The other day, Dictionary.com’s Word of the Day was luddite, and this fascinating term has inspired this prompt.

The term luddite is often used in a derogatory manner. ‘How can you not know how to work your phone, you luddite!’ Basically, someone who is considered ignorant of how to use modern technology might be called a luddite as an insult, even though this is actually a misleading use of the word. Luddite is defined as ‘someone who is opposed or resistant to new technologies or technological change.’ There’s a distinction between struggling to come to grips with technology, and a refusal to use it.

Luddites have their historical roots in Victorian Britain, and in some ways, their original concerns reflect (as history so often does) modern-day worries. They started out as workers who were concerned that machinery was going to replace them, and to that end, textile workers would raid factories and destroy the machines that threatening their jobs. Eventually the problem became bad enough for the government to threaten execution or exile for anyone caught in acts of vandalism, and the owners of mills and factories resorted to shooting trespassers. In fact, at one stage the Army, numbered 12,000 strong, was deployed to the areas most affected by the Luddite Movement (largely the north of England).

It can be argued that luddite-like actions were taking place even earlier in UK history, but it was in the 19th Century that they got organised. In modern times, people sympathetic to luddite philosophy continue to oppose the roles of machinery and automation, out of fears that people will be put out of work.

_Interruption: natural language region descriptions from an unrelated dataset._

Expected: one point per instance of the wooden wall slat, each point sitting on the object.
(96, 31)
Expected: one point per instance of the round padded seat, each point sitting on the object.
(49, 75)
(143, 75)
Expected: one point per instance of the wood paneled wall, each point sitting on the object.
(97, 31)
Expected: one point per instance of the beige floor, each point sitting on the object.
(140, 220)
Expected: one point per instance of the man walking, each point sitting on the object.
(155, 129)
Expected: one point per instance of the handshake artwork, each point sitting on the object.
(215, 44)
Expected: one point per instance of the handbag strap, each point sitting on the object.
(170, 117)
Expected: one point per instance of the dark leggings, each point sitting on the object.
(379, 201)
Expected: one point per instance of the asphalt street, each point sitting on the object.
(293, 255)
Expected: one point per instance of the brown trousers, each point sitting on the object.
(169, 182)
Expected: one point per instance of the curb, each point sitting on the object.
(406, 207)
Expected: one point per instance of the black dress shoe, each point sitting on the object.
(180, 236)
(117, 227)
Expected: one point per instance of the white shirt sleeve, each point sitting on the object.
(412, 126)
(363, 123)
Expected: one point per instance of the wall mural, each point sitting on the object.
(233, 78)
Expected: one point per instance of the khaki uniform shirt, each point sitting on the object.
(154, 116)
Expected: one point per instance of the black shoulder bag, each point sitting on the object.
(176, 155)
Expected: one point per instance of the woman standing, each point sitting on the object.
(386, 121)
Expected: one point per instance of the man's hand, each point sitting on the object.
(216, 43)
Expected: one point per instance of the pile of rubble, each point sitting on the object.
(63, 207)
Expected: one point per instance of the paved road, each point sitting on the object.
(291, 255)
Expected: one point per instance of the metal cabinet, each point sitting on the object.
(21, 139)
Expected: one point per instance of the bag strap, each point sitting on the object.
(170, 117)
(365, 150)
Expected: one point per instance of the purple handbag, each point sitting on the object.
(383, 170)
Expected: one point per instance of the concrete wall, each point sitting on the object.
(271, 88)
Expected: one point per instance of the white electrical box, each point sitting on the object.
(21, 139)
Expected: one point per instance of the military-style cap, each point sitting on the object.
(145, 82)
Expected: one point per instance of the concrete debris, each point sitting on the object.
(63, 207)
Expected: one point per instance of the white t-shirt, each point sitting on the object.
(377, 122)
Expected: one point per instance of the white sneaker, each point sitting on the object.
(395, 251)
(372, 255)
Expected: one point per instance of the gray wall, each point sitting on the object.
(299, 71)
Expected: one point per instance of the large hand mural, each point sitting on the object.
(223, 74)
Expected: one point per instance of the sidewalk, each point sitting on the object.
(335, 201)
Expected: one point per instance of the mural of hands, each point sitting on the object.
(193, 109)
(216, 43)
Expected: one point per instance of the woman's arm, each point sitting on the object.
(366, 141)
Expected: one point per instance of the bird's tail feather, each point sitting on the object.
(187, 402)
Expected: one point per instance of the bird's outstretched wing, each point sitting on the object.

One very vivid example of this is the opposition to AI writing and art. Detractors of luddites and their ideology would argue that luddites stand in the way of progress.

I for one tend to enjoy technology, I dare say it has certainly made my life easier, but then again, my job is not under threat from it. I might feel differently if I worked in manufacturing, and had to watch as machines denied me a livelihood. Who knows how many steps we all are from being luddites?